Svegliarsi
per Sognare
Il cuore del piccolo villaggio di Sezano (Verona-Valpantena) è un
monastero che da 11 secoli custodisce la preghiera e la testimonianza
di uomini che hanno consegnato la loro vita al Vangelo. Abitato
all’inizio da monaci Benedettini, divenne successivamente dipendenza di
monastero più grande della città. Non è mai stato quindi un'
abazia ma un semplice priorato dipendente, abitato da pochi monaci, per
lo più dediti alla vita dei campi con la gente del luogo. Oggi
qui vive una Comunità religiosa di Stimmatini.
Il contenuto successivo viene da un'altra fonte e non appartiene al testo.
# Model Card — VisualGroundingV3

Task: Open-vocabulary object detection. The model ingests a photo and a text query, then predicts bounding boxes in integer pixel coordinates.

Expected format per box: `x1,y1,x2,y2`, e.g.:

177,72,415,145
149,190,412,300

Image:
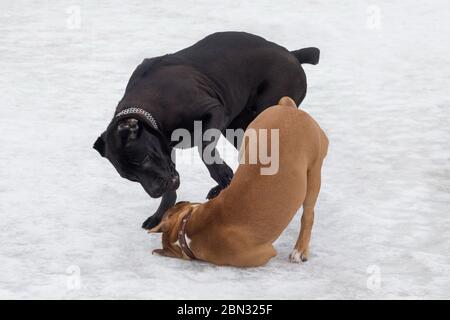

Situato ai piedi della collina, ad est, si può contemplare il sole
salire e, a sud, posarsi sulla valle fino a che lo sguardo raggiunge la
città. Abitiamo nell’angolo della vallata. Non ci è consentito guardare
dall’alto in basso. Così, la geografia ci insegna che non siamo
migliori di altri, non al di sopra di altri. Non abbiamo una marcia in
più… nessun supplemento di saggezza che ci contraddistingua, nessun
guru da cui attendersi oracoli.
La consegna che la comunità religiosa ha ricevuto della sua
congregazione è molto semplice: promuovere e custodire un luogo di
silenzio, di preghiera, di relazioni vere, di ascolto e confronto con
la parola di Dio, di accoglienza per chiunque cerchi di dare senso alla
propria vita, un luogo di formazione alle responsabilità ecclesiali e
sociali.
In effetti le mura stesse custodiscono un ossimoro assai provocatorio
(in genere gli ossimori mantengono viva una paradossalità molto
feconda): l’edificio è sviluppato su una struttura di chiostro
aperto. Il chiostro è per l’appunto una struttura chiusa. Ma nel
monastero di Sezano il chiostro non è un recinto chiuso, a sud, il lato
che guarda la città è aperto. Che sia un caso?
Non è un caso che in questo angolo di mondo abbia trovato spazio
l’Università del Bene Comune del Gruppo di Lisbona, fondata dal prof.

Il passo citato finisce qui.